What I find odd is that these same teams usually do not have error rate alerts on the actual processing function. They are monitoring the dead-letter queue but not the function where things fail. The DLQ is showing you something is wrong. The function tells you what.
There is a discipline for thinking about this more rigorously: SRE, SLOs, error budgets. A lot of teams are put off by the terminology. But the core idea is not complicated. An error budget is just a way of deciding when to slow down based on actual data from your system, rather than the day of the week. Worth understanding even if you decide not to adopt the full framework.
An incident
An automated update came through, touched something interacting with an old workaround in the dependency config — put in place months ago to mitigate a vulnerability and never removed because nobody filed a follow-up ticket. CI was green. Runtime dependency resolution broke. Someone got paged.
The fix was not complicated: remove the workaround, update the dependency to a version that included the fix natively, verify the resolution tree was clean. An afternoon.

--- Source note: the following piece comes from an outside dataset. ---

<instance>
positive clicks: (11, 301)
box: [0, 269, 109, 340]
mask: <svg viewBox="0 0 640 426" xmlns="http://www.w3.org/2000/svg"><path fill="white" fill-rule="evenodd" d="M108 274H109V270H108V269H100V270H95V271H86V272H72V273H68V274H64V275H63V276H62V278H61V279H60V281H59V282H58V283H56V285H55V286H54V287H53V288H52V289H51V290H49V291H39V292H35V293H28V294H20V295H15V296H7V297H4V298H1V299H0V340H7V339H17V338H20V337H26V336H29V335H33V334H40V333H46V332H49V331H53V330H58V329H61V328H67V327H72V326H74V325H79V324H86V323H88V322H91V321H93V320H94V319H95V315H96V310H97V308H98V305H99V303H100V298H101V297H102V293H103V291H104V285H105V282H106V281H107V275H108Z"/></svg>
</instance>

The conversation afterwards was mostly about whether the deployment should have happened on a Friday. I found that frustrating. The workaround is still in your config on Monday. If another automated update comes through next week, the same thing happens. Rescheduling does not fix the root cause.
What I actually think
The teams I have seen deploy confidently on any day are not doing anything heroic. They have automated rollbacks. They deploy small changes often. They have monitoring on the actual execution path, not just the recovery mechanism.
I am not saying every team can get there quickly. It takes investment and a team environment where that work gets prioritised, which is its own challenge. But I think it is worth being honest about what the Friday rule is. It reduces the chance of a bad weekend. It does not reduce the chance of a bad deployment.
The goal is a pipeline reliable enough that the calendar stops being relevant. The rule is a workaround for not having that yet.